Gartner researchers polled nearly 300 supply chain professionals from the United States, Canada, and Europe for its Supply Chain Diversity, Equity, and Inclusion Survey, conducted with the Association for Supply Chain Management (ASCM). They found that more than half of supply chain organizations have DEI goals or objectives—defined as efforts “to improve any dimension of DEI,” including race/ethnicity, gender, LGBTQ+, physical and cognitive ability, veteran status, or age—but less than a quarter have set targets for meeting those goals. Targets could be reflected in recruiting efforts (interviewing two diverse candidates for every slate, for instance) or in hiring goals (reaching a certain percentage of women leaders in an organization), according to Gartner.
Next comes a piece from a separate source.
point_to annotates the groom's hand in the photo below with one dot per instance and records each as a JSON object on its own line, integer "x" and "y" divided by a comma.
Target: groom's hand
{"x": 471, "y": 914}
Drilling down, the researchers found that consumer and retail organizations are more likely than other industry sectors to either have a general objective for DEI or formal targets or goals, and that the largest supply chain organizations are far more likely to have DEI objectives than their smaller peers. Only 24% of small business supply chains have “improved DEI” as an objective, the researchers said.
“This makes sense when you look at the social justice movements of 2020. The largest global companies have globally recognizable brands, so they were under a lot of pressure to take action,” Dana Stiffler, vice president analyst with the Gartner Supply Chain Practice, said in a statement. “In a global organization, it’s more likely they’ll have a DEI officer or an HR leader that owns and cascades the DEI strategy. Where this is not happening fast enough, some chief supply chain officers (CSCOs) have designed and launched their own initiatives.”
The survey also found that people of color make up 30% of the overall supply chain workforce, and that their representation declines dramatically on the upper parts of the corporate ladder. Just 9% of vice presidents in supply chain organizations in the U.S., Canada, and Europe are people of color, according to the survey. Researchers said this mirrors other industries, and that supply chain organizations can lead DEI efforts by “creating an environment where diverse talent is valued, included, and developed,” according to Abe Eshkenazi, CEO of ASCM.
Organizations can work toward those goals by integrating DEI initiatives into the recruiting and pipeline planning processes, according to Stiffler.
“... In recruiting, that means diverse interview panels, diversity referral programs, summer internship programs for diverse students, blind resumé reviews, and diverse campus recruiting,” she said. “In integrated pipeline planning, it means re-designing recruiting, development, performance management, and succession planning to reduce bias.”